En plus d’être insuffisant, cet objectif n’aura aucun effet sur la réduction des émissions de gaz à effet de serre si ENGIE poursuit son expansion du gaz. De plus, la stratégie dite « bas carbone » d’ENGIE, qui mise sur des technologies inadaptées à une transition énergétique rapide et équitable (comme le biogaz) ou encore sur des solutions immatures ou non viables commercialement (telles que l’hydrogène et le captage, l’utilisation et le stockage du carbone (10)) favorise en réalité le maintien du gaz fossile dans le mix énergétique (11).
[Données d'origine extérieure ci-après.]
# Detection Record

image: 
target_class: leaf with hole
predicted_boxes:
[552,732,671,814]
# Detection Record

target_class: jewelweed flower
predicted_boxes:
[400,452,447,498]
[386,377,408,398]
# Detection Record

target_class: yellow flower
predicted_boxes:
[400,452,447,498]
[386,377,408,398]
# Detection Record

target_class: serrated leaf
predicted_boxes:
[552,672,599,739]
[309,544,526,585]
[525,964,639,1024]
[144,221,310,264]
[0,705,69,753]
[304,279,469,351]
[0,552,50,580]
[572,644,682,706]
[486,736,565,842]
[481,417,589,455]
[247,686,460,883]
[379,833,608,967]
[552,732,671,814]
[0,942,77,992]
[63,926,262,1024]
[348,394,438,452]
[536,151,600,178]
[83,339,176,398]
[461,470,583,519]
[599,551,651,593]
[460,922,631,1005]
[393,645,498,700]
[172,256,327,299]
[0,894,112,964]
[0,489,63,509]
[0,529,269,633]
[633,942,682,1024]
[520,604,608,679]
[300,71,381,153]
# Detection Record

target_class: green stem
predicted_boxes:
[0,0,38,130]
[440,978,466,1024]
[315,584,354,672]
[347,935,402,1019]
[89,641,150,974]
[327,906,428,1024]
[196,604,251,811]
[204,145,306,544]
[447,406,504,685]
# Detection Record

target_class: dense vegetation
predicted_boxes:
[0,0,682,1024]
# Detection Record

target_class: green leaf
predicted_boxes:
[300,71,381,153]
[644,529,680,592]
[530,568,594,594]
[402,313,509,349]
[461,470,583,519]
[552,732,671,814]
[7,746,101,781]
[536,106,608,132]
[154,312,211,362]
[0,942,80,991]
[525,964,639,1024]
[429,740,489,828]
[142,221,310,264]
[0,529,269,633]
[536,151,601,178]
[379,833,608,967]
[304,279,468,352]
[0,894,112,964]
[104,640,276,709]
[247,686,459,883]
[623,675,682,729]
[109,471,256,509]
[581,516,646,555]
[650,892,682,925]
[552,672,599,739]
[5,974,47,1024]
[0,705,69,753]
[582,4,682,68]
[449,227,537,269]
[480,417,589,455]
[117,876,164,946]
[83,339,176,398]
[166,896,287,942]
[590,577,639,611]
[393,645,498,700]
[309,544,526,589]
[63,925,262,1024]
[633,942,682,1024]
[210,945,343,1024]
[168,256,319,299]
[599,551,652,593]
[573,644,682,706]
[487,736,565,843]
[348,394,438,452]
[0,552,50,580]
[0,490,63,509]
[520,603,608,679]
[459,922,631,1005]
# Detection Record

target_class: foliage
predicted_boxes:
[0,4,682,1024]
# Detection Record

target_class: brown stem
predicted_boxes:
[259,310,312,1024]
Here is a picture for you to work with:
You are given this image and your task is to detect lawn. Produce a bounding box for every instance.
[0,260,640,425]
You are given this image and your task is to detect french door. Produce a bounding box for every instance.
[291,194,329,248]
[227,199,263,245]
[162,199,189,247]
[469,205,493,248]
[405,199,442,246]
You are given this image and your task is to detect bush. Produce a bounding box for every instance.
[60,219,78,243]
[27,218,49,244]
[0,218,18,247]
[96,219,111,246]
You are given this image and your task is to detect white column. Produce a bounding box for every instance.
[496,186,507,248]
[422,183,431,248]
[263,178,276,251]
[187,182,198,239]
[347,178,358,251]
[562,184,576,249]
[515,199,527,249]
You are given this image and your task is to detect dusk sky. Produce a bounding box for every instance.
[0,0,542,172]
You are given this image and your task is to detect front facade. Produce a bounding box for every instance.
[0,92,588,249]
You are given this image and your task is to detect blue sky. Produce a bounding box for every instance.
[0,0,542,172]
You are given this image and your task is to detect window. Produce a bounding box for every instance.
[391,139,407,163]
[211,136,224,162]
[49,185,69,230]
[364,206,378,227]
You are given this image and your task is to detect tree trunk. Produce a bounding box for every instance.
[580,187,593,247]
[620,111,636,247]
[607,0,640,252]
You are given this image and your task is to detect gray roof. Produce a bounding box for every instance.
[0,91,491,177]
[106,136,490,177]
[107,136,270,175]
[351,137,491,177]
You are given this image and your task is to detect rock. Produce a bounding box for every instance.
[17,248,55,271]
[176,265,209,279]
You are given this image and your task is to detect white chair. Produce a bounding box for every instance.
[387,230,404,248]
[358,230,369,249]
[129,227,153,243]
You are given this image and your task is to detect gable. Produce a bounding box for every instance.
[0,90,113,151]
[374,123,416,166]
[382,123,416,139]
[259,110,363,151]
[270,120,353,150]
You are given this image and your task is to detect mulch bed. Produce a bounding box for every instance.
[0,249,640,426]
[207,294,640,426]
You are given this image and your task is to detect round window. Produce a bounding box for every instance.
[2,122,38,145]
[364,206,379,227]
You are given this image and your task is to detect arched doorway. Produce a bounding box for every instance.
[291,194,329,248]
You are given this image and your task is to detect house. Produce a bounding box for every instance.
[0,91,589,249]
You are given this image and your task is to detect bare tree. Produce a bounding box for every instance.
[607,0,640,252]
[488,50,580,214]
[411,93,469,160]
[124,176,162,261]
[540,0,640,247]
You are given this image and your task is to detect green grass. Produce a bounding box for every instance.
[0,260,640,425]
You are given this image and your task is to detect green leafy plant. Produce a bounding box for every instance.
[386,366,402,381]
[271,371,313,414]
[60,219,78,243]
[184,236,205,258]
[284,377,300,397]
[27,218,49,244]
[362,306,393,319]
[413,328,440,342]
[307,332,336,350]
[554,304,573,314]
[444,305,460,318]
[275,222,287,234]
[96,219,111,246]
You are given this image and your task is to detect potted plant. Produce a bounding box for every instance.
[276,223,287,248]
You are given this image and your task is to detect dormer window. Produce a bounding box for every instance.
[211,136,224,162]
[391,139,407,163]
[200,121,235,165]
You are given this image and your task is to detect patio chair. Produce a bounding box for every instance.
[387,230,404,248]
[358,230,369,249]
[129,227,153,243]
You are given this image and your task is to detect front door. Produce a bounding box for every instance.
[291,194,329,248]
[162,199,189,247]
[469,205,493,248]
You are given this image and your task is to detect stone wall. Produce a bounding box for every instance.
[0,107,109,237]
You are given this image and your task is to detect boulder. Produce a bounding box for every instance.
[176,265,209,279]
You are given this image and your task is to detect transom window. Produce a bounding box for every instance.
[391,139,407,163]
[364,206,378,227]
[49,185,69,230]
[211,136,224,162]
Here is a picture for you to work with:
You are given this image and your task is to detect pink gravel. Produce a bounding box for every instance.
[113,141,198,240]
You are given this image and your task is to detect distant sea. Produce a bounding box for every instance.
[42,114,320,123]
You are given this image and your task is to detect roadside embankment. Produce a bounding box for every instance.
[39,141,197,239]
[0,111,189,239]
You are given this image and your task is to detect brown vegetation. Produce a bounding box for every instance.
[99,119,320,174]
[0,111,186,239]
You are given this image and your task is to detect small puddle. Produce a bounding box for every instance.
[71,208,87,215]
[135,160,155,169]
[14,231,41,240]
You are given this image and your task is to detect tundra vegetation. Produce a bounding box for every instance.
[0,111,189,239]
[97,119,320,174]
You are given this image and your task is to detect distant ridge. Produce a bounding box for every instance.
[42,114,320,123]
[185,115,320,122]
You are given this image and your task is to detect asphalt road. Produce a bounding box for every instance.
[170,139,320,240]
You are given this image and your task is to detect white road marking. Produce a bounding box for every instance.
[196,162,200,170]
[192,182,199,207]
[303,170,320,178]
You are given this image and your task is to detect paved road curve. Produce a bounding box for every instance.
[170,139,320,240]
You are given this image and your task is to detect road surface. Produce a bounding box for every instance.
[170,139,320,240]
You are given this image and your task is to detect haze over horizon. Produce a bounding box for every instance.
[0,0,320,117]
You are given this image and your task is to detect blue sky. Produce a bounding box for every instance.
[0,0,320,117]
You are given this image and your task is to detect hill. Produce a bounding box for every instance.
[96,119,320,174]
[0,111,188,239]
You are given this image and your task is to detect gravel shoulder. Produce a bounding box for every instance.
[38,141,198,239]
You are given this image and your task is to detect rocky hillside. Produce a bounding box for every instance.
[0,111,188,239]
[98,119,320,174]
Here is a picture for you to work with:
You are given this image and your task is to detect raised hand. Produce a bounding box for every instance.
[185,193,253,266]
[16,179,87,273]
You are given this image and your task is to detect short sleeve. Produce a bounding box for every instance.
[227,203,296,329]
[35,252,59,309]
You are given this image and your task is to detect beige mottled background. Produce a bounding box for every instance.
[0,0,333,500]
Les banques sont d’autant bien placées pour exiger d’ENGIE une réorientation des CAPEX vers les énergies soutenables que 99% de leurs financements à ENGIE sont fournis au niveau de l’entreprise et soutiennent donc l’ensemble de ses activités.
Reclaim finance appelle les banques françaises à stopper les financements des nouvelles centrales à gaz. Ces banques doivent également conditionner le financement aux entreprises productrices d’électricité à l’adoption d’un plan de transition aligné avec un scénario de limitation de la température globale à 1,5°C. La Société générale, plus gros financeur d’ENGIE entre 2019 et 2023, doit impérativement renforcer sa politique d’exclusion des nouveaux projets de centrales à gaz.
Par ailleurs, toute politique sectorielle doit inclure la diminution des financements à l’industrie gazière mais aussi un soutien massif aux énergies soutenables.